Knox, about to join 2015 mayor's race, pulls back

Insurance-industry veteran Tom Knox, who is considering a run for mayor in 2015, has proposed creating walk-in health clinics at each of the citys public and charter schools. Photo is hand out.
Insurance-industry veteran Tom Knox, who is considering a run for mayor in 2015, has proposed creating walk-in health clinics at each of the citys public and charter schools. Photo is hand out.
Posted: November 16, 2013

PHILADELPHIA Ten days after inviting supporters to the start of his 2015 Philadelphia mayoral race, Tom Knox announced Friday that he had decided not to run after all.

"Leading this great city as mayor has been a lifelong ambition, but it's simply not to be," he said in a statement distributed to reporters. "I put my family through one arduous mayoral campaign. I can't put them through another."

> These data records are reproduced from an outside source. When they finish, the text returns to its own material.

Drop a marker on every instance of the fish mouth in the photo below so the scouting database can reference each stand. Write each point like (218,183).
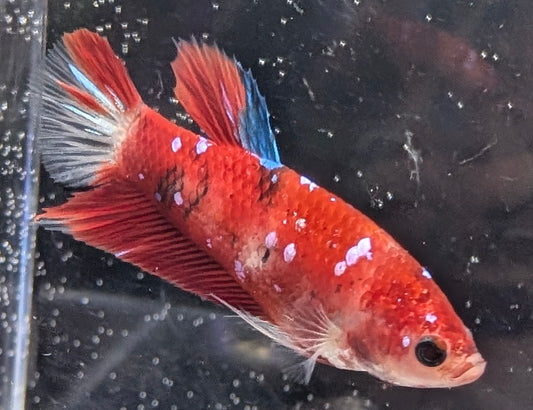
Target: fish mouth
(471,371)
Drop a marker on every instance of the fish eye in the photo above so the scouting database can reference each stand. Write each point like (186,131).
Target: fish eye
(428,353)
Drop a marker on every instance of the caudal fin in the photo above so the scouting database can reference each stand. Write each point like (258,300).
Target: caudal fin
(89,102)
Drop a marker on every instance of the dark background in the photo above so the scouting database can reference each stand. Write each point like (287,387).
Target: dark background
(438,153)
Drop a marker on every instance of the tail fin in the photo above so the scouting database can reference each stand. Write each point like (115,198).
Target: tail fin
(89,103)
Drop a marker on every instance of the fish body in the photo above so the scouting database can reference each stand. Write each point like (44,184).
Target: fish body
(220,216)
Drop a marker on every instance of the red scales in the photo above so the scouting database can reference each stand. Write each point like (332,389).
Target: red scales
(220,216)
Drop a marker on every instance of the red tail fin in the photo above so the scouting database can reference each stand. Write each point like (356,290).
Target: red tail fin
(94,56)
(120,220)
(89,104)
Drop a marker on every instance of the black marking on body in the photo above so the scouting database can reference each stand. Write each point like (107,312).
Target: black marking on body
(199,192)
(170,183)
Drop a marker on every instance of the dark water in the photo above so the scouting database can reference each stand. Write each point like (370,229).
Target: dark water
(438,153)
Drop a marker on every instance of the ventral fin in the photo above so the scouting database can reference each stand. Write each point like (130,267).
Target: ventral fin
(121,221)
(224,100)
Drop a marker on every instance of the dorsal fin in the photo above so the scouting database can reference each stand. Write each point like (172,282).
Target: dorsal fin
(224,99)
(122,221)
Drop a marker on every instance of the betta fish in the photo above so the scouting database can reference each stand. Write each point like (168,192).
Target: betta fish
(218,215)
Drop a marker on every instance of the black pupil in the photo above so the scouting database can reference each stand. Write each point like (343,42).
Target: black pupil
(429,354)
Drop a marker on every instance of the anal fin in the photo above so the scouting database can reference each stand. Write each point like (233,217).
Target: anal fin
(120,220)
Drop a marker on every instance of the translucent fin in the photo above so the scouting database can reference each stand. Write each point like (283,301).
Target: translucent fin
(224,100)
(121,221)
(308,332)
(89,102)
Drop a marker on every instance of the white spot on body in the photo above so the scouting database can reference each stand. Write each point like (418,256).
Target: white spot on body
(178,199)
(176,144)
(431,318)
(406,341)
(271,239)
(300,224)
(340,267)
(361,250)
(122,253)
(307,181)
(202,145)
(239,270)
(289,252)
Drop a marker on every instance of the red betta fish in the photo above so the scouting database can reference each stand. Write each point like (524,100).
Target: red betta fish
(221,217)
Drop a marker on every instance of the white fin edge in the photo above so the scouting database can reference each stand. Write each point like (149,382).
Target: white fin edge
(75,140)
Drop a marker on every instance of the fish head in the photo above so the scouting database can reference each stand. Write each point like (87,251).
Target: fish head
(409,334)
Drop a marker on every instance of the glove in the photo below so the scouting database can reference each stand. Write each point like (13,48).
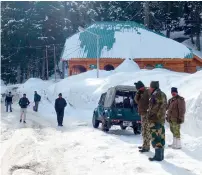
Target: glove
(179,121)
(167,119)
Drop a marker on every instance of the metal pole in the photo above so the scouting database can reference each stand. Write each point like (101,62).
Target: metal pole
(97,56)
(54,62)
(47,63)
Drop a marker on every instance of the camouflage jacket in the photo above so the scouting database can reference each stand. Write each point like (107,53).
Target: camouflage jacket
(157,107)
(176,109)
(142,99)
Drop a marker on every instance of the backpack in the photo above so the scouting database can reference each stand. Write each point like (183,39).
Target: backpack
(39,97)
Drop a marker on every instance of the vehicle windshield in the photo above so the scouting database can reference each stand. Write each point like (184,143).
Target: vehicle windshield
(125,99)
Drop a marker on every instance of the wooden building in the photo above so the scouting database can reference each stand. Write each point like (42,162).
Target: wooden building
(120,40)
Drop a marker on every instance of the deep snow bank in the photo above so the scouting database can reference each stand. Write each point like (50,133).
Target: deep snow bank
(189,44)
(34,84)
(83,91)
(128,65)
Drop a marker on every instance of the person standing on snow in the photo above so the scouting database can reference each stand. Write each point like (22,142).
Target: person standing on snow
(60,104)
(9,101)
(37,99)
(175,116)
(24,102)
(142,99)
(156,116)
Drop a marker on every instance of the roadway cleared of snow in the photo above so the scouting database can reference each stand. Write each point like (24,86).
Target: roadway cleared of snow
(39,147)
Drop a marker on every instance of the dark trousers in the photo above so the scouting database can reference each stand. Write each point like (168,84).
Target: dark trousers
(36,105)
(60,115)
(7,105)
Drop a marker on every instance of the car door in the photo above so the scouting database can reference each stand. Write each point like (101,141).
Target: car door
(101,106)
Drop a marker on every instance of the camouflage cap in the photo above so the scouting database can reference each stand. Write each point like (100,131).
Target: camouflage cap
(139,85)
(154,84)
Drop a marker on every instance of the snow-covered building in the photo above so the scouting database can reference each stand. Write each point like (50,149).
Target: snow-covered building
(112,42)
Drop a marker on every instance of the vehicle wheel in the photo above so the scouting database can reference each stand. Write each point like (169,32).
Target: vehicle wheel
(123,127)
(95,122)
(104,127)
(136,129)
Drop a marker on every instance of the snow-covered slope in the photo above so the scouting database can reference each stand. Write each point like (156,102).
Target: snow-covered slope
(128,65)
(122,40)
(193,47)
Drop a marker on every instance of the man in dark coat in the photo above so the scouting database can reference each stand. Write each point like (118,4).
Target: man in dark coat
(24,102)
(142,99)
(175,116)
(156,116)
(37,99)
(60,104)
(9,101)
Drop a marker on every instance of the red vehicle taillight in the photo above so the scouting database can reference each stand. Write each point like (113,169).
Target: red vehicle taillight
(116,121)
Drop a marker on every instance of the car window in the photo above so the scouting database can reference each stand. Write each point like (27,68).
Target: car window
(102,99)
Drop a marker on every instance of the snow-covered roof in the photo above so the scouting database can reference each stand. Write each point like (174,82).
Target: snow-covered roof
(122,40)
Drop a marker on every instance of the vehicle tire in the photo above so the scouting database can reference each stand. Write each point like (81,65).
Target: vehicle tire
(95,122)
(104,127)
(123,127)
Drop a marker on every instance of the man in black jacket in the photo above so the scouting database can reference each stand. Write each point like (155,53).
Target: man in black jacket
(60,104)
(37,99)
(24,102)
(9,101)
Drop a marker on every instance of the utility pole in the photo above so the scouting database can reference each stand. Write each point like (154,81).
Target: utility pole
(46,63)
(146,13)
(54,61)
(43,65)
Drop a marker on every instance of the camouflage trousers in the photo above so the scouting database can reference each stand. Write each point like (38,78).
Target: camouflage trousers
(157,135)
(175,129)
(145,132)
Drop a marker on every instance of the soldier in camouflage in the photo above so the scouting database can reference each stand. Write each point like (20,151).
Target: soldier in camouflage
(156,117)
(175,116)
(142,99)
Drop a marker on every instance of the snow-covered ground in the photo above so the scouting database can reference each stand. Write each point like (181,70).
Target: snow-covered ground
(189,44)
(39,147)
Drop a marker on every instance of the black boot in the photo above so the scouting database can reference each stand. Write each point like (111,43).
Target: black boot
(143,150)
(162,153)
(158,155)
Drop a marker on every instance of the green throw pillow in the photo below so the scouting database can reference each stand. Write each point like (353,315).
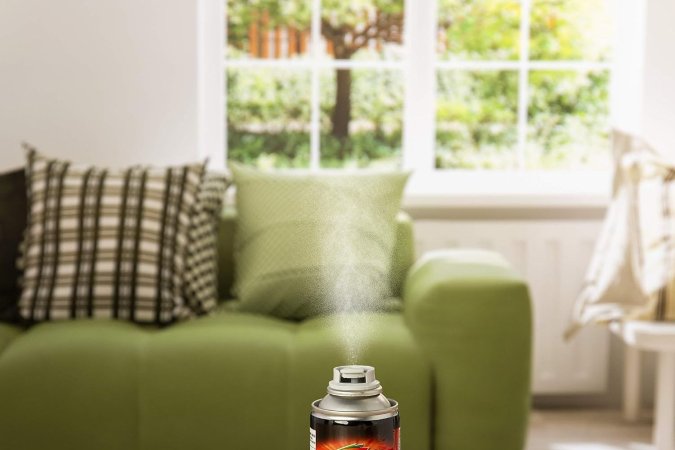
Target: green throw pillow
(315,243)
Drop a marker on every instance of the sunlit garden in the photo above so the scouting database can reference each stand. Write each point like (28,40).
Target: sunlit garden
(482,120)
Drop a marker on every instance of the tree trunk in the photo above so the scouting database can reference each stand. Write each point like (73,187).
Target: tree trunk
(342,112)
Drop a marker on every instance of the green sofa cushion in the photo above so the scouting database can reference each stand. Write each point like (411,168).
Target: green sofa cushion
(232,380)
(311,243)
(401,260)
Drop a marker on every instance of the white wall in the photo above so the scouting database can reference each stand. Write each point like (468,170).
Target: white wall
(658,110)
(108,81)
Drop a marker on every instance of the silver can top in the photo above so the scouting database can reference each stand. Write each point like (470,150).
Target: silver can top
(355,392)
(354,381)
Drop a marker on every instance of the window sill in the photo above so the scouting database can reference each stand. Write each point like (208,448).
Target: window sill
(559,194)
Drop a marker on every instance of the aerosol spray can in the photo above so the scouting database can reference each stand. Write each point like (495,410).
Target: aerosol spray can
(355,414)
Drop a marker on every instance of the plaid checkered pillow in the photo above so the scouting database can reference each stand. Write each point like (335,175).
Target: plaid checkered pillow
(202,274)
(119,244)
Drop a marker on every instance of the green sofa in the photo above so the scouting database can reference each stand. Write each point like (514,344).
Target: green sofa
(457,359)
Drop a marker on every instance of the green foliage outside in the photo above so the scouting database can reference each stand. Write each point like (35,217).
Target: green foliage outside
(477,112)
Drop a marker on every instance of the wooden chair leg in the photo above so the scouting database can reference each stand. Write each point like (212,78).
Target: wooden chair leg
(631,384)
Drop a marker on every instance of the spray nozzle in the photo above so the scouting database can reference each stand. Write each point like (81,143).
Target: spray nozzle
(354,380)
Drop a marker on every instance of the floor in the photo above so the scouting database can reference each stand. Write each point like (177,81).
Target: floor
(586,430)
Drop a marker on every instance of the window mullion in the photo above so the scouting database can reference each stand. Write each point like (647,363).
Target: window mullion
(315,123)
(420,85)
(523,81)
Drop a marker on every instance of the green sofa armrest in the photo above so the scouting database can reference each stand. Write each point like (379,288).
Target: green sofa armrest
(471,314)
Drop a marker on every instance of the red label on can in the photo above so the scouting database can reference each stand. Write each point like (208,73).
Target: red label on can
(326,434)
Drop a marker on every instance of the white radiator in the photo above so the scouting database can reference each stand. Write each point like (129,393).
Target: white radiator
(552,255)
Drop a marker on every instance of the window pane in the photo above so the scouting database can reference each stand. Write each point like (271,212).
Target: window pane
(476,120)
(570,30)
(479,29)
(361,118)
(358,29)
(568,120)
(268,117)
(268,29)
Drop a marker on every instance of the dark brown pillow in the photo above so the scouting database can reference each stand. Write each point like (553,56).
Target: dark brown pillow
(12,226)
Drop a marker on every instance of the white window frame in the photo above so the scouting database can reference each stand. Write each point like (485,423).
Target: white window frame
(429,185)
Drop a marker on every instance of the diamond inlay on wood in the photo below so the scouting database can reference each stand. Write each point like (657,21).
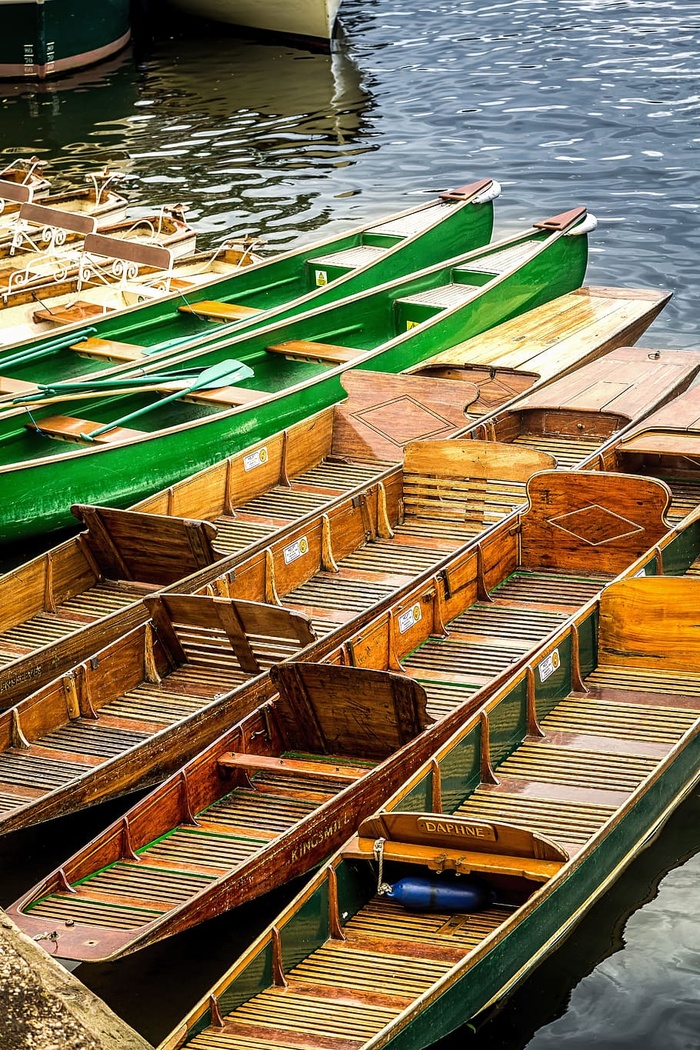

He said he decided after "much soul-searching and many difficult conversations with my wife, children and trusted advisers."

Knox, 72, spent nearly $10.6 million of his fortune on his 2007 mayoral run, finishing second in a five-way Democratic primary, 35,000 votes behind Michael Nutter, but being a close contender until the last two weeks of the campaign.

Since then, Knox has floated his name as a candidate for various offices, including governor and mayor. Asked in April to assess the chances of his running for mayor in 2015, he told The Inquirer: "What does that Ivory Soap commercial say? 99.44 percent?"

Last week, he e-mailed invitations to a Nov. 20 event in Conversation Hall, a room around the corner from the mayor's office in City Hall, to announce his candidacy. That was to be followed by a fund-raiser at the Center City apartment Knox shares with his wife, Linda.

But those events were canceled Friday with an announcement by Frank Keel, longtime spokesman for electricians union leader John "Johnny Doc" Dougherty, Knox's most significant backer in 2007. Keel said Knox planned to return about $30,000 in donations already made to his campaign.

A self-made millionaire who built his fortune in the insurance business, Knox once served as deputy mayor to Ed Rendell.

"I will continue to be involved in shaping the future of Philadelphia," Knox's Friday statement said, "and will have a very keen interest in the selection of our next mayor."